At a superficial level, the Democrats' COVID relief package and the Republicans' 2017 tax cuts share some similarities. They both cost $1.9 trillion, for example. They also both passed with zero support from the minority party, represented the top legislative priorities for the respective administrations, took advantage of the budget reconciliation process, and carried price tags that will be added to the deficit.

But that's about where the parallels end. In fact, the fundamental differences between the two are striking in what they tell us about the priorities and values of the contemporary Democratic and Republican parties.

The GOP's $1.9 trillion package of tax breaks was needlessly, but deliberately, regressive: most of the benefits were directed at the wealthy and big corporations. The less an American family earned, the less it received from the Republican plan.

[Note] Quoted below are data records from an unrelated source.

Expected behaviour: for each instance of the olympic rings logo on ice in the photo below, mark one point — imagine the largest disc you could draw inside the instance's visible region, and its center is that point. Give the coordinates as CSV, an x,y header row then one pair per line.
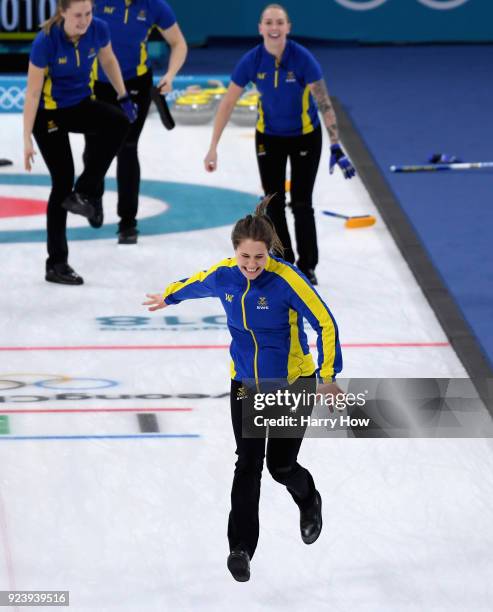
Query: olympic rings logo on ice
x,y
55,382
11,97
368,5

As the New York Times explained well over the weekend, the Democrats' American Rescue Plan flips the model on its head.

To jump-start the ailing economy, President Biden is turning to the lowest-paid workers in America, and to the people who are currently unable to work at all. Mr. Biden's $1.9 trillion economic relief package ... would overwhelmingly help low earners and the middle class, with little direct aid for the high earners who have largely kept their jobs and padded their savings over the past year.

The article added that the Democrats' relief package "includes more generous direct benefits for low-income Americans" than related COVID measures approved by Donald Trump last year, and is "expected to help women and minorities in particular, because they have taken an outsize hit in the pandemic recession."

A Washington Post report added that the American Rescue Plan "represents one of the most generous expansions of aid to the poor in recent history."

We've probably all heard talk from cynical voters who are convinced that the major parties are "basically the same" and effectively owned by giant corporations and monied interests.

But these two bookends -- the Republicans' $1.9 trillion tax breaks on one end, the Democrats' COVID relief package on the other -- undercuts these assumptions to an extraordinary degree.

MSNBC's Chris Hayes described the Democratic bill as "the most aggressive rescue package for the poor, working, and middle class in my time covering politics."